At the closing bell, the BSE Sensex closed higher by 194 points and the NSE Nifty finished higher by 59 points. The S&P BSE Mid Cap finished up by 0.1% while S&P BSE Small Cap finished down by 0.3%. Gains were largely seen in energy sector, bank sector and FMCG sector.

Asian stock markets finished lower today with shares in China leading the region. The Shanghai Composite is down 0.32% while Japan's Nikkei 225 is off 0.28% and Hong Kong's Hang Seng is lower by 0.19%. European markets are lower today with shares in Germany off the most. The DAX is down 0.27% while France's CAC 40 is off 0.23% and London's FTSE 100 is lower by 0.17%.

Rupee was trading at Rs 64.27 against the US$ in the afternoon session. Oil prices were trading at US$ 56.59 at the time of writing.

As per an article in The Economic Times, Torrent Pharmaceuticals Limited announced that it has completed acquisition of branded business of Unichem Laboratories Limited for India and Nepal, including its Sikkim manufacturing facility, on a going concern basis by way of slump sale.

This transaction was in pursuance of the definitive binding agreement entered into between Torrent and Unichem on November 3, 2017.

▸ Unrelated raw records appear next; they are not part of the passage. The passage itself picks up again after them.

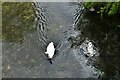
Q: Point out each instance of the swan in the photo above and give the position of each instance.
(90, 49)
(50, 51)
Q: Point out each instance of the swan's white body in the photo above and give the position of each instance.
(50, 50)
(90, 49)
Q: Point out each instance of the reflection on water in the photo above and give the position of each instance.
(106, 36)
(17, 18)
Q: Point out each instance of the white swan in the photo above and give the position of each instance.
(50, 51)
(90, 49)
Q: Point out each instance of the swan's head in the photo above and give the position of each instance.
(50, 50)
(90, 44)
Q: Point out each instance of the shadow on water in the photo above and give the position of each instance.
(27, 59)
(106, 36)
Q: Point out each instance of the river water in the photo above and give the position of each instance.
(27, 59)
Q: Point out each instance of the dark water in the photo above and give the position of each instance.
(104, 33)
(54, 22)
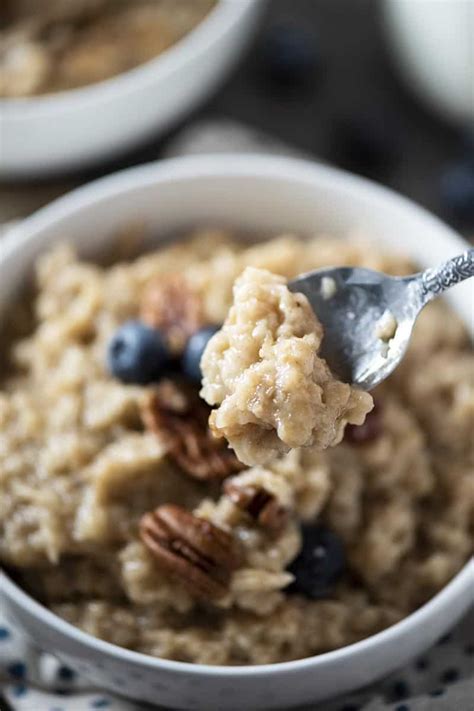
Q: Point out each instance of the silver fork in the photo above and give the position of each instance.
(368, 317)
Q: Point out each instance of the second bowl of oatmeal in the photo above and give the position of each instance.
(393, 499)
(83, 81)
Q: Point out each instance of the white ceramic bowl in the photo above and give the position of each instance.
(432, 43)
(74, 129)
(263, 194)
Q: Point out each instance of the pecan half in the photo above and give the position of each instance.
(201, 555)
(170, 304)
(258, 503)
(177, 414)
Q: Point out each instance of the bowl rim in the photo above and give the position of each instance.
(223, 165)
(216, 23)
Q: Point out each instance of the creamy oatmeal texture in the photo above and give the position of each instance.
(262, 369)
(55, 45)
(80, 470)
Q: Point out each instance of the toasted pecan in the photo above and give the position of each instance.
(201, 555)
(258, 503)
(170, 304)
(176, 413)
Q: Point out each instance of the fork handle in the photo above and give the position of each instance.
(436, 280)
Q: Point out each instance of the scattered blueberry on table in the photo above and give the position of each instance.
(457, 190)
(290, 55)
(193, 352)
(137, 353)
(367, 143)
(319, 564)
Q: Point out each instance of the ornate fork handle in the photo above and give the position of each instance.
(438, 279)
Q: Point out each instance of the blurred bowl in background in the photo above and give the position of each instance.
(74, 129)
(433, 45)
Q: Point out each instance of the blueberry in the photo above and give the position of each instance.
(289, 55)
(367, 143)
(319, 564)
(194, 350)
(137, 353)
(457, 190)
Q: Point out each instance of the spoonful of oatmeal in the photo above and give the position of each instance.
(291, 365)
(368, 317)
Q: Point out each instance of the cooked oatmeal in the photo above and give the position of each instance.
(55, 45)
(263, 371)
(173, 551)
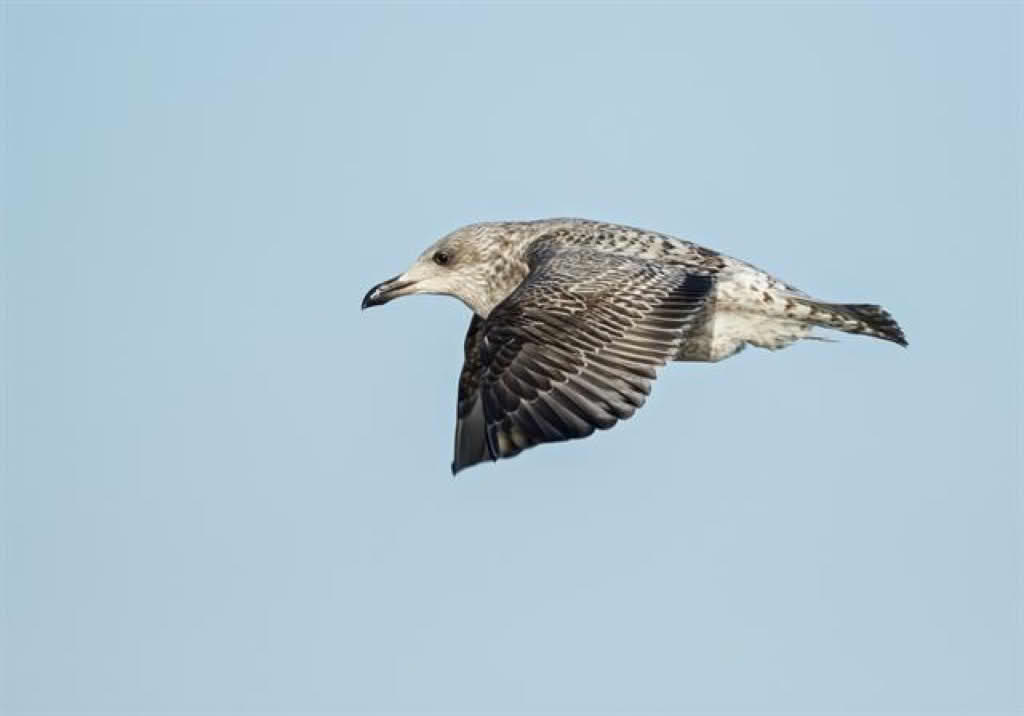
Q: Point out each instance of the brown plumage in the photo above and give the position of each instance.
(572, 318)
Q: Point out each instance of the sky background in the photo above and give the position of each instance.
(226, 490)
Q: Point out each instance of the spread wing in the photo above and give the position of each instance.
(573, 348)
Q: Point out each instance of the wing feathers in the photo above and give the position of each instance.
(573, 349)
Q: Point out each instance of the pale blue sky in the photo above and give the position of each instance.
(225, 490)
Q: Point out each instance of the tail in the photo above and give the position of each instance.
(863, 319)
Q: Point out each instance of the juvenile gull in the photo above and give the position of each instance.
(571, 318)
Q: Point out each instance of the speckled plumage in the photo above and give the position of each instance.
(572, 318)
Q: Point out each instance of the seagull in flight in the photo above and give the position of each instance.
(572, 318)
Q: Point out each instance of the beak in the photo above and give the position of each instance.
(385, 291)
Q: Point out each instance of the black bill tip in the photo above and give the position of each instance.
(384, 292)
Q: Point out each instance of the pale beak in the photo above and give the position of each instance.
(385, 291)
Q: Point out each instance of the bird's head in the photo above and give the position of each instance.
(479, 264)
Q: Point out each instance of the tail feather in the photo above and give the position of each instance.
(863, 319)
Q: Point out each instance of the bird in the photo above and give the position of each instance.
(572, 318)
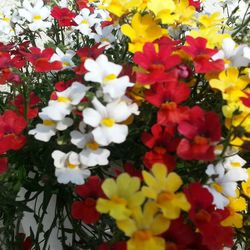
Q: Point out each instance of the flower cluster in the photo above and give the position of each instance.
(134, 116)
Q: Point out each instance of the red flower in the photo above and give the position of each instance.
(11, 128)
(201, 55)
(132, 171)
(64, 16)
(33, 100)
(208, 219)
(121, 245)
(85, 209)
(158, 66)
(201, 129)
(40, 60)
(179, 236)
(162, 142)
(167, 92)
(160, 137)
(170, 114)
(3, 165)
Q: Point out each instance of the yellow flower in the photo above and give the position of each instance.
(142, 29)
(172, 11)
(123, 196)
(162, 188)
(235, 219)
(230, 84)
(214, 38)
(210, 20)
(143, 228)
(120, 7)
(246, 185)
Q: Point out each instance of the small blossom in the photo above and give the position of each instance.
(69, 168)
(36, 15)
(162, 187)
(106, 73)
(123, 195)
(106, 121)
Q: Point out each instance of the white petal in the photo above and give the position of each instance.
(94, 157)
(64, 124)
(91, 117)
(119, 111)
(59, 158)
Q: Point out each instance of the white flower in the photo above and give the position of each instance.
(66, 100)
(44, 131)
(6, 30)
(106, 121)
(69, 168)
(235, 54)
(92, 154)
(223, 178)
(36, 15)
(106, 73)
(85, 21)
(64, 58)
(246, 53)
(104, 35)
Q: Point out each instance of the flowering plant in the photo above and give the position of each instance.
(133, 117)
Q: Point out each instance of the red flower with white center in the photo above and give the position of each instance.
(159, 155)
(158, 65)
(41, 60)
(202, 56)
(201, 130)
(31, 111)
(207, 219)
(167, 92)
(64, 16)
(85, 209)
(11, 128)
(3, 165)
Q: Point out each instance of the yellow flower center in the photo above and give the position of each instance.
(118, 200)
(142, 235)
(71, 166)
(201, 140)
(108, 122)
(63, 99)
(248, 190)
(164, 197)
(235, 164)
(203, 216)
(93, 145)
(48, 123)
(36, 18)
(218, 187)
(109, 77)
(84, 22)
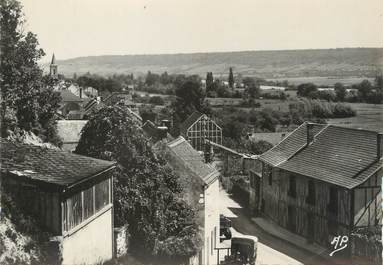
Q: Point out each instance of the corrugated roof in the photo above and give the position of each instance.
(195, 116)
(289, 145)
(68, 96)
(51, 166)
(340, 156)
(182, 150)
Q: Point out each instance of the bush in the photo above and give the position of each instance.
(148, 196)
(156, 100)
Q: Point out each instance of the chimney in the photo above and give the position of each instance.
(167, 123)
(379, 145)
(310, 133)
(162, 132)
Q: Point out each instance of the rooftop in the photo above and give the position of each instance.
(182, 150)
(68, 96)
(59, 168)
(337, 155)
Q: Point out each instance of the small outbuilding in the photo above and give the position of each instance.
(198, 127)
(69, 195)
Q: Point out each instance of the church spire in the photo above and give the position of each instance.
(53, 67)
(53, 59)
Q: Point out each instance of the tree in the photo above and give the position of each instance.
(231, 78)
(340, 91)
(189, 98)
(307, 90)
(147, 193)
(378, 83)
(209, 81)
(364, 89)
(252, 88)
(22, 84)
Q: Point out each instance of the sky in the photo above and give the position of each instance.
(76, 28)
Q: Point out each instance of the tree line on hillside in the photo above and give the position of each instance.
(364, 91)
(28, 102)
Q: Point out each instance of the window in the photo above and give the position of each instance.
(102, 194)
(311, 193)
(267, 172)
(332, 211)
(83, 205)
(292, 192)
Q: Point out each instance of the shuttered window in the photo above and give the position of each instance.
(85, 204)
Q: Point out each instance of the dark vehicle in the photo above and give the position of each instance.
(224, 228)
(243, 251)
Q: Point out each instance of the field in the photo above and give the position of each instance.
(369, 117)
(325, 66)
(323, 81)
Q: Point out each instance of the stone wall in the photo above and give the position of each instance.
(121, 241)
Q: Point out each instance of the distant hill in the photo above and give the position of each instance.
(348, 62)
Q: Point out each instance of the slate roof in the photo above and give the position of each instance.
(190, 120)
(341, 156)
(182, 150)
(60, 168)
(289, 145)
(68, 96)
(70, 130)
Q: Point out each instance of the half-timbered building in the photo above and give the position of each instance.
(69, 195)
(322, 181)
(198, 127)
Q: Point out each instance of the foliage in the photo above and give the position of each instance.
(340, 91)
(323, 109)
(307, 90)
(24, 91)
(156, 100)
(209, 81)
(231, 78)
(189, 98)
(147, 194)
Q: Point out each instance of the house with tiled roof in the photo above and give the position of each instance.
(201, 185)
(321, 181)
(71, 106)
(69, 195)
(198, 127)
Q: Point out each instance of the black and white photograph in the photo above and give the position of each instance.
(191, 132)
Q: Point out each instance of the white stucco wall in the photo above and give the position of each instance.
(92, 243)
(211, 229)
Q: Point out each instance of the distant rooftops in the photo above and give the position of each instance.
(337, 155)
(182, 150)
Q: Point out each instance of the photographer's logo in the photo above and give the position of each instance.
(339, 243)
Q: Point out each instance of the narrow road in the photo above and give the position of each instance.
(271, 250)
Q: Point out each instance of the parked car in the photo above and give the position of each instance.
(224, 228)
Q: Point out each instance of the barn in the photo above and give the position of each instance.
(322, 181)
(198, 127)
(69, 195)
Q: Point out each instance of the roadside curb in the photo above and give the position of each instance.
(323, 255)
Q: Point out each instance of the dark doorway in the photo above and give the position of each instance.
(292, 214)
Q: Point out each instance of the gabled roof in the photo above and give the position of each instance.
(59, 168)
(151, 130)
(68, 96)
(53, 59)
(70, 130)
(195, 116)
(340, 156)
(183, 152)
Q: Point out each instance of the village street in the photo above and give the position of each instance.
(271, 250)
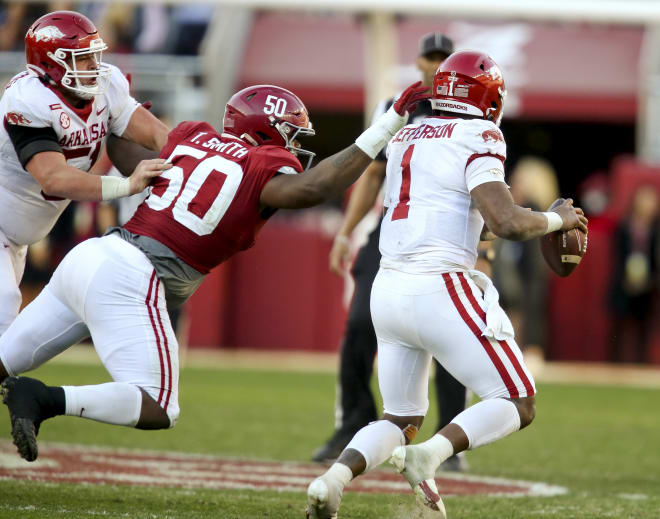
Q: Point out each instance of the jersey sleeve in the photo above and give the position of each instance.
(382, 107)
(121, 103)
(29, 125)
(487, 149)
(271, 161)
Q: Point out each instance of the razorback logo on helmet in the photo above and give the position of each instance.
(65, 120)
(441, 105)
(492, 135)
(17, 119)
(48, 33)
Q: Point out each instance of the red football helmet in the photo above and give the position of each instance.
(268, 114)
(469, 82)
(52, 45)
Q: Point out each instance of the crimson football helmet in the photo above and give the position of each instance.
(53, 44)
(469, 82)
(268, 114)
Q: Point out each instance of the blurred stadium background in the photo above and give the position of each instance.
(581, 115)
(582, 119)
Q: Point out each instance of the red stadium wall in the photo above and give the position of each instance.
(580, 323)
(279, 295)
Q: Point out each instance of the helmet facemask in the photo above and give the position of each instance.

Torrent pharma share price finished down by 0.7% while Unichem Laboratories share price finished up by 0.7%.

Lupin share price finished up by 1% on the BSE. The company received final approval for its Tydemy (Drospirenone, Ethinyl Estradiol, and Levomefolate Calcium Tablets, 3 mg/0.03 mg/0.451 mg and Levomefolate Calcium Tablets, 0.451 mg) from the United States Food and Drug Administration (USFDA) to market a generic version of Safyral Tablets of Bayer HealthCare Pharmaceuticals Inc.

In another development, Cadila Healthcare's wholly owned subsidiary Zydus Pharmaceuticals (USA) Inc. has received the final approval from the United States Food & Drug Administration (USFDA) to market Pramipexole Dihydrochloride Extended-Release Tablets. The drug is indicated to treat signs and symptoms of Parkinson's disease (PD).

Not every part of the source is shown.